Better yet, he'd like to be their friend and party with them, but by then he had spotted a familiarly tall and slender figure trying to slouch like a man at the bar. He would recognize that posture -- and that shirt, blast it! -- from halfway across the world. "Rys!" he said, this time in relief (he had caught sight of the goods beside her). "I could kiss your pretty lips and damn the scratches, I'm so glad you're still around! Not that, of course," Starolf hastily amended, "I thought you'd scamper off on me." He cleared his throat awkwardly.

"Say, I isn't interrupting anything, is I?" he asked, peering at the rough men seated on either side of her. Starolf narrowed his eyes and put an arm around the back of Rys's seat. "You just give word if either of these mugs is giving you trouble, lady." Then, his face suddenly breaking out into a sly and toothy grin, he turned back towards the man closest to him and patted the bag beside Rys. "My name's Starolf and I know you'll be happy you met me." Making 'friends' -- that was generally what Starolf did best. Although, granted, he was used to being on the receiving end.

Anonymous

Rys straightened and undid the makeshift cowl which had been keeping her face and upper body covered, tossing it at Starolf. "There's your shirt back." Without the hood, her face was strikingly feminine, and she peered at Starolf momentarily, her eyebrow cocked at his arm around her chair.
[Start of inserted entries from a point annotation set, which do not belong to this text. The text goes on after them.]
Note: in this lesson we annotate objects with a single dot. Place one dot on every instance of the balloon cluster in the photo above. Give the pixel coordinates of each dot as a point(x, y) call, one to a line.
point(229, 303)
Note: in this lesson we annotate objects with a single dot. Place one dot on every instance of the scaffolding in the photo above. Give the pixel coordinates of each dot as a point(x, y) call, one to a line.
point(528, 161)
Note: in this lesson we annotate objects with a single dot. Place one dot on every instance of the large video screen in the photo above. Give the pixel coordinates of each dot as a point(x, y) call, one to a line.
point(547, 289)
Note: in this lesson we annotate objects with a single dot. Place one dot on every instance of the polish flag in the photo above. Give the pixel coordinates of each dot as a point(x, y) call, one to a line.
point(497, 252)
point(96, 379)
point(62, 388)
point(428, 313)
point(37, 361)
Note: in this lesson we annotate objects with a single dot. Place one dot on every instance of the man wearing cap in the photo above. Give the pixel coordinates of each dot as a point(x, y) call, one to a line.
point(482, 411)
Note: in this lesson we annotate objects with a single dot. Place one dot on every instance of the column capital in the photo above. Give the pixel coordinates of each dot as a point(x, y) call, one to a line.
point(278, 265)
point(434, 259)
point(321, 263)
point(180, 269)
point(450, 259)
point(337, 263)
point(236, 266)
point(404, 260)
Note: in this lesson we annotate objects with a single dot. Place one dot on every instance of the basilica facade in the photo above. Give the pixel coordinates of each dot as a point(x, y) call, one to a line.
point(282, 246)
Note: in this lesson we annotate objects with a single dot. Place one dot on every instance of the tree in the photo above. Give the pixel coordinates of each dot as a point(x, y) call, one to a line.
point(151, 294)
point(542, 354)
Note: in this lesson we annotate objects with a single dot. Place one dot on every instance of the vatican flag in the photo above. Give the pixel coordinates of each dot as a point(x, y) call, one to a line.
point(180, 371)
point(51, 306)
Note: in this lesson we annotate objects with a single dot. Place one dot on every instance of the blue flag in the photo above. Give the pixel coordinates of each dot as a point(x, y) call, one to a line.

She stared at him, straight on, and growled. "These boys were just inquiring into my bag of tricks here, actually. So you are interrupting, and since you're the one giving me trouble..." she smiled slowly, drumming her fingers on the bar, and turned to Benat.

"We don't sell them for much at all, actually. We've got all kinds, and Starolf here," Rys patted him on the arm absently, "is just coming off of a lovely high from Potent Pleasure." She turned her sparkly smile on him, all teeth and salesman, "Aren't you?"